動乱の魔法少女
「私が魔法少女だと......」
ほほほ、季代の乾いた笑いが、響き渡る。しかし誰もそれに同調するものはいない。何故ならば、彼女自身が魔法少女であることを皆の眼の前で証明してみせたからだ。銃弾の防御魔法を無意識に発動することによって。
「言い逃れはできないよ。生徒嬉河季代。すでに調べはついている。やさか、報告を」
見知ったような呼び名で、検事やさかを促す唯依。その呼びかけに検事やさかは、はいと礼儀正しく返事をして帳面を取り出した。

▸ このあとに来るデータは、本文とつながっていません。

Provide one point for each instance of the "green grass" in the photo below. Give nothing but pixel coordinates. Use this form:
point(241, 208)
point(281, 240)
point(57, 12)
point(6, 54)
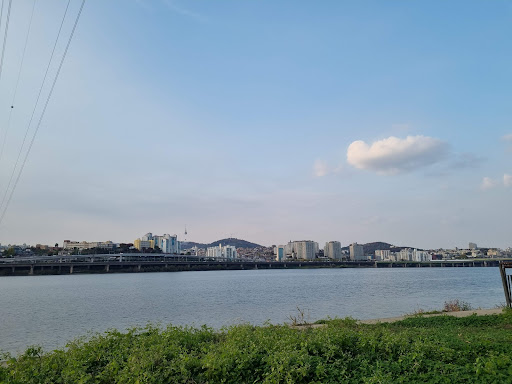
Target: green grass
point(443, 349)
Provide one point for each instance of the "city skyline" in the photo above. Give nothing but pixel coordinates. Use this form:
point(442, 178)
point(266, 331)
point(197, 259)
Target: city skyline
point(266, 121)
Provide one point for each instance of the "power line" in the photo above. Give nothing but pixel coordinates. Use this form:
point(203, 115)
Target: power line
point(17, 83)
point(35, 106)
point(5, 36)
point(44, 109)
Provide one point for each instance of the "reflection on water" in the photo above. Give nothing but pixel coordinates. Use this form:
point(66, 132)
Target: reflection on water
point(51, 310)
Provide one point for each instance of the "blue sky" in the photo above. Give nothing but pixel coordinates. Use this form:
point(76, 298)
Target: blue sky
point(265, 120)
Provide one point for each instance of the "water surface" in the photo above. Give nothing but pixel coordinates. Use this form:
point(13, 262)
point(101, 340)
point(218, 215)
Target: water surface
point(51, 310)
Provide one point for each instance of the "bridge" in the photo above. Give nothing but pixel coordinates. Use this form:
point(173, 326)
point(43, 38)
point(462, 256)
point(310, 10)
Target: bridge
point(144, 262)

「生徒嬉河季代。本校ヴィヴォンヌ集会会長代理の役職にあるが、それは世を忍ぶ仮の姿。江戸の世に『魔法少女裁判』を取り仕切っていた高家嬉河家の子孫であるにも関わらず、魔法少女として生を受けこの女学校に入学する。その目的は――この国に『動乱』を起こすこと。欧州大戦も終わり、平安に酔いしれるこの帝都で革命を起こし、そして内戦を引き起こそうとしていた――」
「その足がかりとしての聖アリギエーリ高等女学校だったわけだ。日本の華族の子女のみが集うこの女学校で、生徒を洗脳しその思想によって革命の手足とする――まあ、悪くない考えだ」
検事やさかの説明に唯依がそう補足する。
「証拠はすでに収集済みです。油断しましたね。生徒季代」
検事やさかはそう言いながら、風呂敷包みをとく。そこにはいくつもの帳面や写真が山のように重なっていた。
「お前......私を裏切るの......」
季代の言葉に無言で首を振るやさか。
「裏切ったわけではない。やさかは最初から私の部下だ。そして」
後ろを向き、伊集中佐を唯依は一瞥する。
「伊集中佐もな。頭はいいようだが、会長代理は政治には疎いようだ。内務省に現役の陸軍軍人が所属するわけもない。その程度のことも知らずに、革命魔法少女気取りとは片腹痛いな」
ぐぬぅ、と鬼気迫る表情を浮かべる季代。歯ぎしりの音も聞こえる。
「......この国に必要なのは戦乱なのじゃ。わらわが、嬉河家に生まれしは天保の初め。嬉河家では女子は忌むべき魔法少女の赤子とされ、出産まもなく殺されるのが常であった。しかし、父は私を生かした。外国船が来航し、幕府の弱体化も顕になっていた江戸の幕末。いずれくる動乱を予期して、私を『魔法少女』として育てたのじゃ。楽しかったのう、あの幕末の動乱は。あれこそが人間の生きる世界というべきじゃ。欧州大戦が終わりを告げた今、この日本を戦場として亜細亜大戦をひき起こしてやろうかとも思っておったのじゃ!」
禍々しい笑い声とともにそう叫ぶ季代。